Die Madonnen säumten den Weg wie die dunklen Zypressen, die zu den Friedhöfen führen; hoch über ihm lächelten sie, wenn er, ohne sie anzusehen, vorbeilief, mit klopfendem Herzen, das immer schneller schlug, je näher er der Ecke kam. Dort blieb er stehen, zusammengekrümmt, kraftlos, zitternd vor Entsetzen und Lust, und kostete die Qual des Wartens aus. Manchmal konnte er es nur einen Augenblick aushalten, aber er brachte es auch fertig, die Folter endlos zu dehnen. Noch nicht, noch nicht, noch nicht, jetzt bald, jetzt gleich, eins, zwei, drei, vier, fünf, sechs, sieben – jetzt! Dann rannte er los, warf einen gehetzten Blick auf die dunkle Figur und floh.

Immer dasselbe Spiel, monatelang, jahrelang, bis er anfing, die ersten Gedichte zu schreiben. Hymnen an den Tod, in freiem Versmaß, Novalis und Mombert waren die Vorbilder.

Er hielt vor dem Haus, das seinen Eltern gehört hatte, im Herzogpark, um die Ecke bei Thomas Mann. Ausgebrannt, war es vom Vater noch vor der Währungsreform für beinahe nichts verkauft worden. Der neue Besitzer hatte es modernisiert, es war nicht schöner geworden, man sah ihm trotz allen Bemühungen, es zu vertuschen, die Jugendstilherkunft an.
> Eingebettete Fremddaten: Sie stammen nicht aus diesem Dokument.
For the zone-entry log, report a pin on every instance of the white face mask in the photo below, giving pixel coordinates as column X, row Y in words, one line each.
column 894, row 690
Eine Weile blieb er im Wagen sitzen, dann stieg er aus, trat ans Gitter und schaute in den Garten, der nicht mehr die schöne Wildnis von früher war, sondern die affektierte Nachahmung eines Parks auf viel zu kleinem Raum. Ein japanischer Kirschbaum stand in voller Blüte, Fliederbüsche, aber die hatte es auch zu seiner Zeit gegeben, ein paar exotische Kiefern mit weichen, hängenden Nadeln, Rhododendren und Azaleen; auf dem kurz geschnittenen Rasen spielten zwei Kinder mit bunten Reifen.
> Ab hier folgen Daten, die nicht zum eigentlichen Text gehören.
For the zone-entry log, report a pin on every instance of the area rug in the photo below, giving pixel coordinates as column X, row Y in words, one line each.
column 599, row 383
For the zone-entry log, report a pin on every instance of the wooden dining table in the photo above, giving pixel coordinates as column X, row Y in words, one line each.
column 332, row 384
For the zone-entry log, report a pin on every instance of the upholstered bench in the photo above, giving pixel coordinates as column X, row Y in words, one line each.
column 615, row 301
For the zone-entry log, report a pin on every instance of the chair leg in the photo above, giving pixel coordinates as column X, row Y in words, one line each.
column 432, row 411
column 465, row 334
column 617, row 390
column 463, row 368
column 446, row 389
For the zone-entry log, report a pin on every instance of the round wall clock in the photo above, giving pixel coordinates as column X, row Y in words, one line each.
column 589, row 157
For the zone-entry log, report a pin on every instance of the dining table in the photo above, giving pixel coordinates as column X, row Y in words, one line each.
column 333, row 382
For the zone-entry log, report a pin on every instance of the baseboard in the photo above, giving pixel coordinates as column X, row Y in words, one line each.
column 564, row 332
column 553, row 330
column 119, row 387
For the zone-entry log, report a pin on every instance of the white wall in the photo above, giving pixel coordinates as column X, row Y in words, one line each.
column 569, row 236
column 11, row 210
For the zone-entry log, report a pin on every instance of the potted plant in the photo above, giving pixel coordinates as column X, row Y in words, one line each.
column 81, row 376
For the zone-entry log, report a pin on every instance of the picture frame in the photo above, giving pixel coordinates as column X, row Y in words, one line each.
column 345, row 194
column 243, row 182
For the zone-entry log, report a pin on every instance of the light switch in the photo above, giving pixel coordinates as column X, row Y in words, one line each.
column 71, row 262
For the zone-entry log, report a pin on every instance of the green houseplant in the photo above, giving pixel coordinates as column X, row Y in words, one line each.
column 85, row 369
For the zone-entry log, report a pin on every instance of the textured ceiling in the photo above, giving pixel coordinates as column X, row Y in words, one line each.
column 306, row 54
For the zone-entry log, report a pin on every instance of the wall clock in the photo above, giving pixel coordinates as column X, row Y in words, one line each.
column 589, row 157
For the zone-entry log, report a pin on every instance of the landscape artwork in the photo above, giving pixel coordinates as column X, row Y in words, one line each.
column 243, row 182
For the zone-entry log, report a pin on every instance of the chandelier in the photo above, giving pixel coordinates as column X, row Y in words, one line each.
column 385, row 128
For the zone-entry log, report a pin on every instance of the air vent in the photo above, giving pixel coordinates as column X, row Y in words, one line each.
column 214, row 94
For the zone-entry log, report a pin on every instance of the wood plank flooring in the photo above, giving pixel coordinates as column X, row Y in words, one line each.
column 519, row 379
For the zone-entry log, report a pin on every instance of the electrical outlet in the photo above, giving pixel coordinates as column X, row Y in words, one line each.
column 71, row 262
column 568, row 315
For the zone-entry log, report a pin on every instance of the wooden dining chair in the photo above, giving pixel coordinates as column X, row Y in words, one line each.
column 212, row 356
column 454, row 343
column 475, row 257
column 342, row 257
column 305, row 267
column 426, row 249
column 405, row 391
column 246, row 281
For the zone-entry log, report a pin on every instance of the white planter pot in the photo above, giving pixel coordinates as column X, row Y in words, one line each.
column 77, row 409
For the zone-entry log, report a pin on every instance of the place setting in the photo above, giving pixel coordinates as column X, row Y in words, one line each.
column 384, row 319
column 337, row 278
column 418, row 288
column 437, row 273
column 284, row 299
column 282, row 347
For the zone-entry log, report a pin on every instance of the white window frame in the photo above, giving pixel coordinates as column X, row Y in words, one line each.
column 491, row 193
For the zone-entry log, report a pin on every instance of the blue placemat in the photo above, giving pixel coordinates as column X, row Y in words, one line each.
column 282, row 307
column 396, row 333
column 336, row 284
Das kleine, etwa achtjährige Mädchen und der etwas ältere Junge warfen ihm misstrauische Blicke zu, einen Moment lang sah es so aus, als wolle der Junge zum Gitter kommen, um ihn wegzuweisen, dann aber machte er eine herrische Handbewegung, die das Mädchen zum Weiterspielen zwang. Andreas hätte sich im gleichen Alter über jeden Fremden gefreut, jeder, der kam, war das große Abenteuer, jeder ein Bote der Götter, empfangen mit der ungeheuren Bereitschaft, sich verzaubern zu lassen.

Der Junge hier hatte entschieden, dass ein Mann, der durch Gitter in andere Gärten schaut, nicht beachtenswert ist. Konzentriert spielte er weiter, tyrannisierte das Mädchen und nahm geschickt den kleinsten Vorteil wahr. Wie gut wäre es gewesen, wenn er gemogelt hätte. Aber er mogelte nicht, das hatte er nicht nötig, wohlkalkuliert erreichte er, was er wollte. Diese offen zur Schau gestellte Überlegenheit war unfair und brutal. Er gebrauchte die kleine Schwester, um sich in der Fertigkeit zu üben, oben zu sein. Sie war eine Art Punchingball, auf den er einhieb, um seine Muskeln zu kräftigen. Ein nützlicher Gegenstand, nichts zum Lieben.

Eine fremde Generation. Ebenso fremd wie die der Eltern. Dazwischen verloren man selbst.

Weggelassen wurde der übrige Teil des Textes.